In Sesame, repository configurations with all their parameters are modeled in RDF and stored in the SYSTEM repository. So, in order to create a new repository, the Console needs to create such an RDF document and submit it to the SYSTEM repository. The Console uses so called repository configuration templates to accomplish this.

Repository configuration templates are simple Turtle RDF files that describe a repository configuration, where some of the parameters are replaced with variables. The Console parses these templates and asks the user to supply values for the variables. The variables are then substituted with the specified values, which produces the required configuration data.

The Sesame Console comes with a number of default templates, which are listed in Section 7.4, “Creating a repository”. The Console tries to resolve the parameter specified with the 'create' command (e.g. "memory") to a template file with the same name (e.g. "memory.ttl"). The default templates are included in Console library, but the Console also looks in the templates subdirectory of [ADUNA_DATA]. You can define your own templates by placing template files in this directory.

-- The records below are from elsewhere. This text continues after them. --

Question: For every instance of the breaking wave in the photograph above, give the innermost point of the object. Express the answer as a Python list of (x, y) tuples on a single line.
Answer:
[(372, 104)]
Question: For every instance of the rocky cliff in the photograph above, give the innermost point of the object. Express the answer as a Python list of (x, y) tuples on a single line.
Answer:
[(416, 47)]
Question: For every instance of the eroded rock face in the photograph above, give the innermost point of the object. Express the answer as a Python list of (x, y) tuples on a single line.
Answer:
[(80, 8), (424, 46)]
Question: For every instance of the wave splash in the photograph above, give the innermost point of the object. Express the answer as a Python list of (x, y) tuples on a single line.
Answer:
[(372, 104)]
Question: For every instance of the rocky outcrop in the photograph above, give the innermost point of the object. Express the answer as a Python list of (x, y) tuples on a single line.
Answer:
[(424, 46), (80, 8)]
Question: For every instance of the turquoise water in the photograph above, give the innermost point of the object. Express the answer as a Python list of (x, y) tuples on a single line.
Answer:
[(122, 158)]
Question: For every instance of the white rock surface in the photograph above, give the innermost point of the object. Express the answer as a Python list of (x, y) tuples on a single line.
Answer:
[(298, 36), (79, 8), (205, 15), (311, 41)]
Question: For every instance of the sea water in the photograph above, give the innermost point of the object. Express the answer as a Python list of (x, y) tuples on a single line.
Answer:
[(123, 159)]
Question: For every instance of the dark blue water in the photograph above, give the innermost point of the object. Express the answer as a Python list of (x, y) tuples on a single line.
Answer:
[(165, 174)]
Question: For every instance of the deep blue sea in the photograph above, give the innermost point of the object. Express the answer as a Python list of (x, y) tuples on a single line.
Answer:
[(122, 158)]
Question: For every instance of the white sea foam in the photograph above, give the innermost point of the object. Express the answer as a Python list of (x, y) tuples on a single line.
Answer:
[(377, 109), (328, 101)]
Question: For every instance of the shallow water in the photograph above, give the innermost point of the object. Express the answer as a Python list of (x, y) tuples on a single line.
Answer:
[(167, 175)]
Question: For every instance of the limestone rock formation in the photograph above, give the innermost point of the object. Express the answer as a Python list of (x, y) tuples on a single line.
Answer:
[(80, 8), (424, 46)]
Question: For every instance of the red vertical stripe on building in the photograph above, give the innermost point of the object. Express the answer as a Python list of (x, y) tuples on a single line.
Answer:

To create your own templates, it's easiest to start with an existing template and modify that to your needs. The default "memory.ttl" template looks like this:

#
# Sesame configuration template for a main-memory repository
#
@prefix rdfs: <http://www.w3.org/2000/01/rdf-schema#>.
@prefix rep: <http://www.openrdf.org/config/repository#>.
@prefix sr: <http://www.openrdf.org/config/repository/sail#>.
@prefix sail: <http://www.openrdf.org/config/sail#>.
@prefix ms: <http://www.openrdf.org/config/sail/memory#>.

[] a rep:Repository ;
   rep:repositoryID "{%Repository ID|memory%}" ;
   rdfs:label "{%Repository title|Memory store%}" ;
   rep:repositoryImpl [
      rep:repositoryType "openrdf:SailRepository" ;
      sr:sailImpl [
         sail:sailType "openrdf:MemoryStore" ;
         ms:persist {%Persist|true|false%} ;
         ms:syncDelay {%Sync delay|0%}
      ]
   ].

Template variables are written down as {%var name%} and can specify zero or more values, seperated by vertical bars ("|"). If one value is specified then this value is interpreted as the default value for the variable. The Console will use this default value when the user simply hits the Enter key. If multiple variable values are specified, e.g. {%Persist|true|false%}, then this is interpreted as set of all possible values. If the user enters an unspecified value then that is considered to be an error. The value that is specified first is used as the default value.

The URIs that are used in the templates are the URIs that are specified by the RepsitoryConfig and SailConfig classes of Sesame's repository configuration mechanism. The relevant namespaces and URIs can be found in these javadoc or source of these classes.